Un suspect de 79 ans soupçonné de 89 viols sur mineurs dans 10 pays
Le parquet de Grenoble a lancé mardi 10 février 2026 un vaste appel à témoins concernant Jacques Leveugle, un homme de 79 ans interpellé en 2024 et soupçonné d'avoir violé et agressé sexuellement 89 mineurs entre 1967 et 2022. Cette enquête d'une ampleur exceptionnelle concerne des faits commis dans une dizaine de pays différents, faisant de ce dossier « un cas d'école de sérialité » selon les termes du procureur de Grenoble Étienne Manteaux.
Un profil complexe et une enquête qui s'accélère
Jacques Leveugle, né en 1946 à Annecy, se décrit dans ses mémoires comme un « gentleman boy lover », invoquant la Grèce antique et ses éphèbes. Ancien éducateur et infirmier sans diplôme, il utilisait son « aura extraordinaire de par sa culture et de par son charisme » pour approcher des jeunes issus de milieux défavorisés, selon le procureur Manteaux.

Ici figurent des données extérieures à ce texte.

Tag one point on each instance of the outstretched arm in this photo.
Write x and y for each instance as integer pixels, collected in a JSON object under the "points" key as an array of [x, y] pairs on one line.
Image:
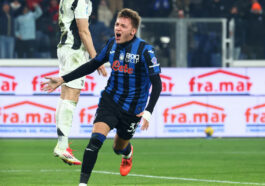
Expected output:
{"points": [[156, 90], [85, 35]]}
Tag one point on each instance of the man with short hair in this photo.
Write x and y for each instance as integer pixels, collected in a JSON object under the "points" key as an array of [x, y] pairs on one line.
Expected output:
{"points": [[72, 50], [123, 102]]}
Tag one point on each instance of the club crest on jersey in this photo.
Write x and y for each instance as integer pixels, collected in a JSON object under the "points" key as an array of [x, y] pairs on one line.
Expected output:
{"points": [[154, 60], [132, 58], [121, 57]]}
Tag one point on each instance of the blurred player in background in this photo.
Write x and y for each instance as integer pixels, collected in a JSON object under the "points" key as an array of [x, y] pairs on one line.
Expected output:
{"points": [[72, 50], [123, 102]]}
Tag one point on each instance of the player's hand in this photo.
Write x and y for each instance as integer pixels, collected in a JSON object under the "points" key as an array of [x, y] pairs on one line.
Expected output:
{"points": [[102, 71], [52, 84], [145, 124]]}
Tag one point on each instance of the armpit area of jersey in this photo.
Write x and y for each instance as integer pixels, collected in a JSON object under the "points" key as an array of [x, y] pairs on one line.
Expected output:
{"points": [[156, 89], [83, 70]]}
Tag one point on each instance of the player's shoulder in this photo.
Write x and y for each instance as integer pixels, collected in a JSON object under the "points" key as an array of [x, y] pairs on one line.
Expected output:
{"points": [[146, 45]]}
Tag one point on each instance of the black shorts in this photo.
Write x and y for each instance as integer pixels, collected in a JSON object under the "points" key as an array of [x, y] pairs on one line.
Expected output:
{"points": [[111, 113]]}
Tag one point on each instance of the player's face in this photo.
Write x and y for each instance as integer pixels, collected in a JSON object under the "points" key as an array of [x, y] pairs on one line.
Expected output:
{"points": [[124, 30]]}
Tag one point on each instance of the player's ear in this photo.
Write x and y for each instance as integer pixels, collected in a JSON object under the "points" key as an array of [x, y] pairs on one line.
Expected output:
{"points": [[133, 32]]}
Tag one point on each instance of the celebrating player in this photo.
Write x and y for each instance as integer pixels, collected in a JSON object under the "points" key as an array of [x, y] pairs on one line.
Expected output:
{"points": [[123, 101]]}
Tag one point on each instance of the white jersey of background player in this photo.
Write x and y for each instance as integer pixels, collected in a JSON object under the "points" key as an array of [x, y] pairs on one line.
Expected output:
{"points": [[75, 42]]}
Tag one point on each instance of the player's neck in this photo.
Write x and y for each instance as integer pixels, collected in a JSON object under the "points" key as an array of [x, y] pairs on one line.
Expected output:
{"points": [[125, 44]]}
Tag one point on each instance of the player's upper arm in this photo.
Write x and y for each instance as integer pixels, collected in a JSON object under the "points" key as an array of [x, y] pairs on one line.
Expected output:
{"points": [[152, 65]]}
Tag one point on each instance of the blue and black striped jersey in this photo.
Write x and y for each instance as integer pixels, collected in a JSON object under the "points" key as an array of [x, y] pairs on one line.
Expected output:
{"points": [[132, 63]]}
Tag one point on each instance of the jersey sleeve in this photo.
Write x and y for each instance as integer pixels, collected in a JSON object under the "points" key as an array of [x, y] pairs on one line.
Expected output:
{"points": [[149, 57], [83, 9], [103, 56]]}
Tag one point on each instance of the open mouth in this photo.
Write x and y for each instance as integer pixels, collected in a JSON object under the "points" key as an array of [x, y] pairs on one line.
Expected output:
{"points": [[118, 35]]}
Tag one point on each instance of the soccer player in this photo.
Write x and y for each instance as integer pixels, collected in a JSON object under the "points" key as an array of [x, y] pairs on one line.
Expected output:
{"points": [[74, 43], [123, 101]]}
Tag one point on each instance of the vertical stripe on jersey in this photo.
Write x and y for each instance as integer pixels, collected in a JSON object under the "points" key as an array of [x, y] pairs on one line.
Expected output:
{"points": [[112, 84], [74, 29], [127, 78], [138, 80]]}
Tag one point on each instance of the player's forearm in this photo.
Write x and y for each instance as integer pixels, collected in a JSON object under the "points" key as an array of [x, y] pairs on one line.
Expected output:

L'enquête a débuté en octobre 2023 lorsque son neveu a découvert des clés USB contenant des écrits détaillant des relations sexuelles avec 89 mineurs âgés de 13 à 17 ans.

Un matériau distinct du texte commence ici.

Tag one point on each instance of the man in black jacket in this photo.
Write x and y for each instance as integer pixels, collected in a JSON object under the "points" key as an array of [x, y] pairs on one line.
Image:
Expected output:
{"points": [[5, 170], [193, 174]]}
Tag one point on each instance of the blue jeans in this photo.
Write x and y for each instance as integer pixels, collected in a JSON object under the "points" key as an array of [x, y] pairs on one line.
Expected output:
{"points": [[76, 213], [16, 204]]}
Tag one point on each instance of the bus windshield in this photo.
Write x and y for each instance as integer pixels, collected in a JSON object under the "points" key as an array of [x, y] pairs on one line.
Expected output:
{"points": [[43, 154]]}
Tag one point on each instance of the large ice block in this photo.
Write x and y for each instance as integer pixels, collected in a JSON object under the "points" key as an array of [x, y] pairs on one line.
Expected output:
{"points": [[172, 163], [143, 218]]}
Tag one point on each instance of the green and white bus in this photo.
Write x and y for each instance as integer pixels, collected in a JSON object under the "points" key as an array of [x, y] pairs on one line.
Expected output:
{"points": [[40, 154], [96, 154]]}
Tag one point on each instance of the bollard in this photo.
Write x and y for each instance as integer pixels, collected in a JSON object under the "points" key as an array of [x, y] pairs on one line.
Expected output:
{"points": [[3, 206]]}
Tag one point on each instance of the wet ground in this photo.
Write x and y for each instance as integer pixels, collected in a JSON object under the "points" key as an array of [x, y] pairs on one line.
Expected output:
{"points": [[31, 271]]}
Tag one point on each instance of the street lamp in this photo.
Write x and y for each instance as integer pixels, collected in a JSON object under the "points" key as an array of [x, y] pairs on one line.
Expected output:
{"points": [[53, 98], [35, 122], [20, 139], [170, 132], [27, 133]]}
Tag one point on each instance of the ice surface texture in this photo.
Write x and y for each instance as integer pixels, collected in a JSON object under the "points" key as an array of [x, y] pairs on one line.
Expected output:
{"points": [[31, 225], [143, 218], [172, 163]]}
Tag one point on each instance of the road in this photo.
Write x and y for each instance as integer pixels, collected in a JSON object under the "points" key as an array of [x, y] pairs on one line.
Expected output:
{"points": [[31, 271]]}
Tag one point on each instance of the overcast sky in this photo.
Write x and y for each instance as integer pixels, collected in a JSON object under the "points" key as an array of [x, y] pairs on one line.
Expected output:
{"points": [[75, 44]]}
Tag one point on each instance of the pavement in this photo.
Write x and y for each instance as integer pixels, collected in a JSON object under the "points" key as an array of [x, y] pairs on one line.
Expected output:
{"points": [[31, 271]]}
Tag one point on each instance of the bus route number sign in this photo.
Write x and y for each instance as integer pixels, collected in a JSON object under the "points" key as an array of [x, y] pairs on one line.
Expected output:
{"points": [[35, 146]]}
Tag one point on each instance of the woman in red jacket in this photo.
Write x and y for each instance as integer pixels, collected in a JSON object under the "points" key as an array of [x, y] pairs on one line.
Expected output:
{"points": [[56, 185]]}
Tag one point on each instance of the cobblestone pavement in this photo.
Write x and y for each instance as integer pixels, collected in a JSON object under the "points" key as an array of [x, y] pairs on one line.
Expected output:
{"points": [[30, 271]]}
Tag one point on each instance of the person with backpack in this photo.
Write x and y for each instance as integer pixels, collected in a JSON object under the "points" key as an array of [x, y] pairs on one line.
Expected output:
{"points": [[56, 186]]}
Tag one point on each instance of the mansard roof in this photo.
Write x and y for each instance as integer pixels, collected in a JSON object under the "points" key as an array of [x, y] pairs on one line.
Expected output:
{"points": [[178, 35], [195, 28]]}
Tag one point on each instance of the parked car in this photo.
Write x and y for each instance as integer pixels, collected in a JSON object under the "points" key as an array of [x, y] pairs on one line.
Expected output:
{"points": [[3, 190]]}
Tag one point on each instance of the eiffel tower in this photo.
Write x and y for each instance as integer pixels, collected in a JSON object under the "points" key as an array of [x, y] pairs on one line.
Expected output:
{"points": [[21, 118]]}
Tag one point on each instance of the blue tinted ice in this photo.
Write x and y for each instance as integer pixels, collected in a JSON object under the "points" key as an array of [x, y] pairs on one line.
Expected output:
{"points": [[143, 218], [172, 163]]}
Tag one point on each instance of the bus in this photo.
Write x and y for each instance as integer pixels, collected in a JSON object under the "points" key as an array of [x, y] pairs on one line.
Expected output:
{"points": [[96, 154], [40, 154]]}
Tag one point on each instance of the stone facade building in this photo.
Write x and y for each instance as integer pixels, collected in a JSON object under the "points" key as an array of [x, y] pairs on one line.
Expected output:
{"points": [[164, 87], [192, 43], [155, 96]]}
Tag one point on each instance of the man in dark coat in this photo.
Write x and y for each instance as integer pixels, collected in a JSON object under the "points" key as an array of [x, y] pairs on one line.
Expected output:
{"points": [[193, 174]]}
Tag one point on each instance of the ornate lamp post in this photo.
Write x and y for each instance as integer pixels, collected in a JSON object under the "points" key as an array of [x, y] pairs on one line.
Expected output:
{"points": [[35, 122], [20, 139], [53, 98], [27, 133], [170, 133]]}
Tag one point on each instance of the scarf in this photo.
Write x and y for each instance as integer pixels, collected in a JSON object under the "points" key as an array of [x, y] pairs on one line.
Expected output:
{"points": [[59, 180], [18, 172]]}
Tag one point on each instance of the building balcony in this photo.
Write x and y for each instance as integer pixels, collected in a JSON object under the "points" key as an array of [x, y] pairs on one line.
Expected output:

L'homme, qui n'avait aucun antécédent judiciaire, a été mis en examen et placé en détention provisoire en février 2024 pour viols et agressions sexuelles aggravés. Il est actuellement incarcéré dans la région grenobloise. Les enquêteurs espèrent clôturer l'information judiciaire en 2026 en raison des risques de prescription et de l'âge avancé du suspect.

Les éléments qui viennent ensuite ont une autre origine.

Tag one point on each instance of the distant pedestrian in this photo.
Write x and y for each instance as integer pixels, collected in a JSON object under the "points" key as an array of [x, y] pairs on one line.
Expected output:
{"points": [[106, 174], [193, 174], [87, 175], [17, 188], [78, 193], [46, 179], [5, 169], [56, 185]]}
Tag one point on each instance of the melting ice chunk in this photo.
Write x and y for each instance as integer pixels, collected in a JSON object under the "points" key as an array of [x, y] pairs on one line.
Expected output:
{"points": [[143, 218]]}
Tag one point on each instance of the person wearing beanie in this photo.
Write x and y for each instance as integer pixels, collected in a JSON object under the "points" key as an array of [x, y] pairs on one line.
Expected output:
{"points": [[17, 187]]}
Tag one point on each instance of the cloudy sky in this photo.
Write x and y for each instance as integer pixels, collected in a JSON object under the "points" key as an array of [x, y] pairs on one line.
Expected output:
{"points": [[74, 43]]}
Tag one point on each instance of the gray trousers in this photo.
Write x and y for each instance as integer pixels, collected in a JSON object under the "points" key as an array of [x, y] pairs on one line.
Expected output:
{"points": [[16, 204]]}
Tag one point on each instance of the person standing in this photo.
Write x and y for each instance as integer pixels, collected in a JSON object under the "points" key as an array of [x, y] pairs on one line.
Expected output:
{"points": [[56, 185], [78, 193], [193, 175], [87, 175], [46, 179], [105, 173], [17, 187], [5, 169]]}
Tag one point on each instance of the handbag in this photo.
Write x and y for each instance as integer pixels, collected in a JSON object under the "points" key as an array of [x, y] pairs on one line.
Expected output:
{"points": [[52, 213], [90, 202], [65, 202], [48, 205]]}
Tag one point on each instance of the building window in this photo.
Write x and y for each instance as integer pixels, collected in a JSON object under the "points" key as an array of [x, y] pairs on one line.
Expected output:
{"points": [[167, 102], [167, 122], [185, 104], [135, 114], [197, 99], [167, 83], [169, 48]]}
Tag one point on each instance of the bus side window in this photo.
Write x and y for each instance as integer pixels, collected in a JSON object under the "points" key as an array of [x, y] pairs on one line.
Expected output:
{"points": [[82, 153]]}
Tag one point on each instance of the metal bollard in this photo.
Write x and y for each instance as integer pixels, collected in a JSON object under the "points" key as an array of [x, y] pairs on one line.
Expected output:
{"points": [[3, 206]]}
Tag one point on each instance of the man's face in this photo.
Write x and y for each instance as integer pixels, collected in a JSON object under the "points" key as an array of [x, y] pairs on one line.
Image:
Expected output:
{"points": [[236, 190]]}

Une toile internationale de victimes
Jacques Leveugle a « sillonné le monde entre le milieu des années 1960 et le milieu des années 2020 » comme enseignant ou éducateur sportif. Outre la France métropolitaine et la Nouvelle-Calédonie, il a séjourné dans neuf pays : Algérie, Suisse, Allemagne, Maroc, Niger, Colombie, Philippines, Portugal et Inde. Au moment de son interpellation, il vivait principalement au Maroc et revenait occasionnellement chez son frère à Vizille, dans l'Isère.
Sur les 89 victimes recensées, environ 40 ont été identifiées et « la plupart a déposé plainte ». Cependant, seules deux se sont portées parties civiles à ce jour. Les deux tiers des victimes vivent en France. Bon nombre n'apparaissent dans les documents que par leur surnom ou prénom, rendant leur identification difficile.
Un double meurtre et un appel urgent à témoins
Les écrits de Jacques Leveugle révèlent également qu'il a volontairement donné la mort à sa mère en 1974, en phase terminale d'un cancer, puis à sa tante en 1992 alors âgée de 92 ans. Il affirme les avoir étouffées avec un coussin et légitime ses actes en déclarant qu'il aimerait qu'on lui fasse la même chose en fin de vie. Ces deux meurtres font l'objet d'une enquête distincte.
Face à l'urgence, le parquet de Grenoble a lancé un appel à témoins pour « aller chercher » des victimes non identifiées. « Le temps presse », a souligné le procureur Manteaux, évoquant l'âge du prévenu et les questions de prescription qui excluraient « a priori » les faits commis avant 1993. Deux numéros verts ont été mis en place : le 0 800 20 01 42 pour l'Hexagone et le 00 687 05 06 00 pour la Nouvelle-Calédonie.
Le colonel de gendarmerie Serge Procédès, commandant de la section de recherches de Grenoble, décrit la « toile tissée par cet homme autour de chacun des jeunes », pour lesquels « il s'investissait intellectuellement mais pour mieux assouvir, derrière, ses pulsions sexuelles ». La justice espère l'organisation d'un procès « le plus rapidement possible ».